Alexandria Ocasio-Cortez has become known the way JFK, LBJ, RFK, MLK have become known. Yep, she’s now referred to by her initials.
Here’s what I do not quite get: She is a freshman member of the U.S. House of Representatives, coming from New York City. She knocked off a long-time member of the House, Joseph Crowley, to become the Democratic Party nominee in 2018; given the district’s strong Democratic leanings, her election was a shoo-in later that year.
She has become a ubiquitous presence throughout the media. Newspapers give her plenty of space on their pages; cable and broadcast TV news outlets rush to get her to appear on their programs; I guess Fox News is the exception, given that the network doesn’t much cotton to her political leaning, nor does she to Fox’s leaning.
I’ll acknowledge, too, that this blog now refers to Rep. Ocasio-Cortez occasionally as “AOC.” Why? It’s easier for my rickety old fingers to type her initials than her entire name.

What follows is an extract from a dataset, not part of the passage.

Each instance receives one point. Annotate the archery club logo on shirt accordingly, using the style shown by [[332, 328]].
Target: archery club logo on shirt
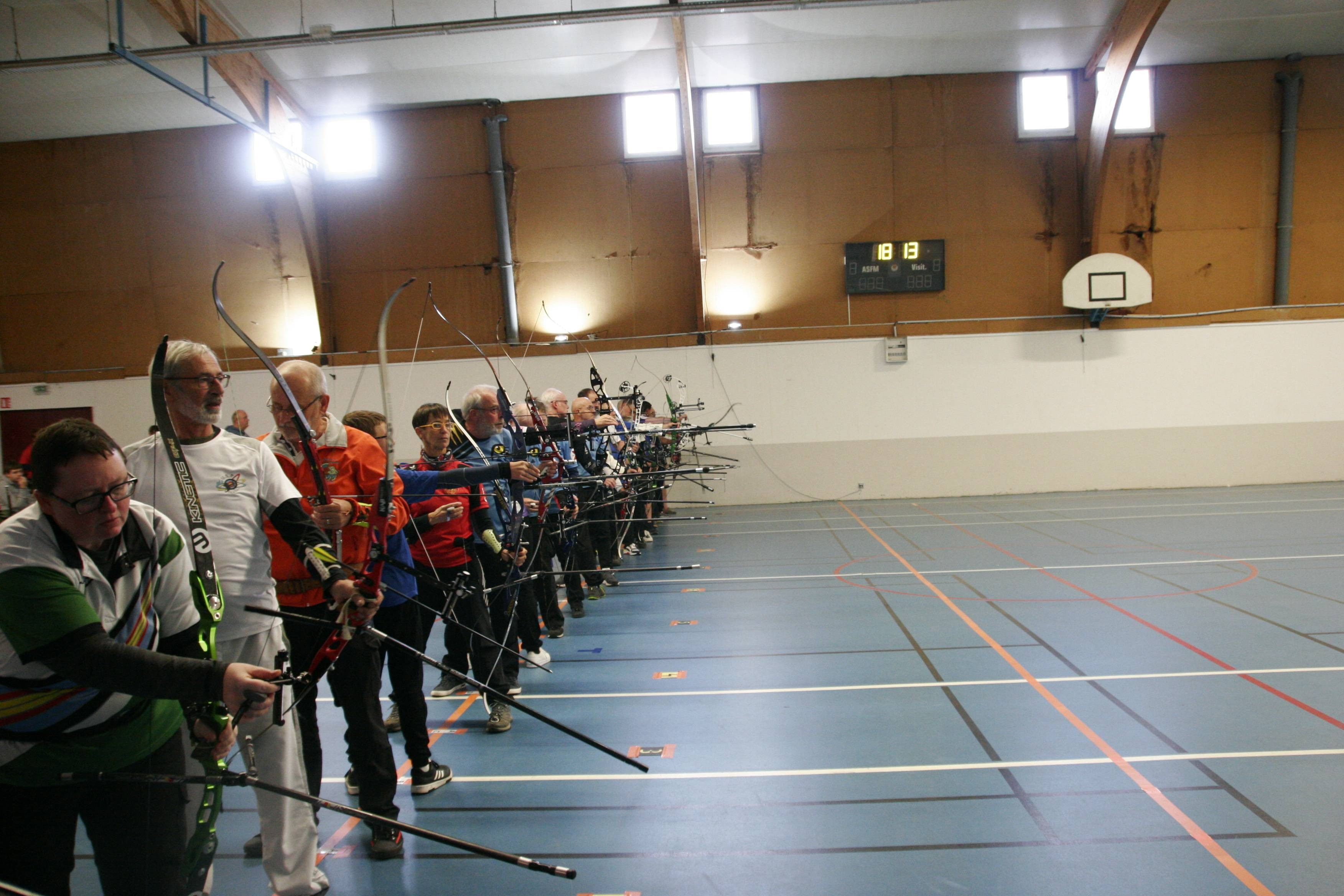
[[232, 483]]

Man, the political calculus has changed. There once was a time when politicians needed years worth of seasoning to attain this kind of star status. By that I refer to the use of initials to ID them.
I get that there’s a certain form of musicality to the sound of some initials as you say them. The examples I cited at the top of this blog post symbolize to what I am referring. I suppose “AOC” does as well.
It’s not that necessarily believe Ocasio-Cortez is always wrong when she makes her public pronouncements. I just want her to grow a little bit more into the job she won before she becomes such a media force of nature.
Call me old-school. Or fuddy-duddy. Maybe even a grumpy old man.
I don’t care. I just prefer politicians to earn their way into this form of colloquial status.